Python modules

Seldon provides a set of python modules to help construct feature pipelines for use inside Seldon.

You can install the python modules in three ways:

Docker

A Docker image contains the python modules and all dependencies needed.

   docker pull seldonio/pyseldon:1.17

Local build software

There are dependencies for local software for the python/pip install to run successfully as well as dependencies for the libraries such as vowpal wabbit. For debian based systems these would be satisfied with:

apt-get update
apt-get install build-essential automake autoconf libxmu-dev g++ gcc libpthread-stubs0-dev libtool libboost-program-options-dev libboost-python-dev zlib1g-dev libc6 libgcc1 libstdc++6 libblas-dev liblapack-dev git telnet procps memcached libmemcached-dev

For OSX you will need at least:

brew install libmemcached mysql

Pip

Two custom libraries are needed - a Seldon fork of wabbit_wappa and BayesianOptimization if you wish to optimize hyper parameters in pipeline estimators.

Python install

      pip install -e git+git://github.com/fmfn/BayesianOptimization#egg=bayes_opt
    
 python setup.py install

Module Dependencies

The core module dependencies are:

The above packages themselves have many dependencies so if you are starting from scratch it may be best to install Anaconda which will provide many of the dependencies. Depending on the version of anaconda you install you may need to upgrade some packages to their latest, e.g.
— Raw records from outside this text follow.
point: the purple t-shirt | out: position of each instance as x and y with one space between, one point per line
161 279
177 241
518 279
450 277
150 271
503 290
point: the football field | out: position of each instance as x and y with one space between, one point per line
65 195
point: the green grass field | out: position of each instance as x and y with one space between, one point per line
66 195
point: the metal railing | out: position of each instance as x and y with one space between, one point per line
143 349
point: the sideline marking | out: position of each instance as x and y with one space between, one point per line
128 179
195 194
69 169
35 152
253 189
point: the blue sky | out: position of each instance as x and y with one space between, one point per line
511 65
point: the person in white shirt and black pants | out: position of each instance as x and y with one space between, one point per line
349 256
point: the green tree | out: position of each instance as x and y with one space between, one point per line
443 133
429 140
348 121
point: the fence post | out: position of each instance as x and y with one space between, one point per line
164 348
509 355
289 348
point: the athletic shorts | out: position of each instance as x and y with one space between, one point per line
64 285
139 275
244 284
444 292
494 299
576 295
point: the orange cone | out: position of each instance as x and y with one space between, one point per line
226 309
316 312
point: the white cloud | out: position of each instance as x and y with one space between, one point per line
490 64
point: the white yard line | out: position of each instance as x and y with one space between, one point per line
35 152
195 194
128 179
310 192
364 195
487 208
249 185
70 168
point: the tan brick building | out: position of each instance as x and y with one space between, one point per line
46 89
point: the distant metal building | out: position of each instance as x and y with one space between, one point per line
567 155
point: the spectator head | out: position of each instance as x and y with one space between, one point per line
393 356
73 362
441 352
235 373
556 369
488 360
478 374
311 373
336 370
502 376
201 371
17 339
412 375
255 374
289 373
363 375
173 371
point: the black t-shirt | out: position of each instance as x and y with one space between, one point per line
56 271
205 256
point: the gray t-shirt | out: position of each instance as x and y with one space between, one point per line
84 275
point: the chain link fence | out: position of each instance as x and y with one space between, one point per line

pip install pandas --upgrade
pip install sklearn --upgrade

You should install the local software needed as gven above or follow the steps in the pyseldon Dockerfile which gives install commands of how to satisfy the dependencies if you wish to run a local custom install. The Dockerfile is inherited fron anaconda which uses a debian base image. For other linux based systems the commands to get the correct software may vary.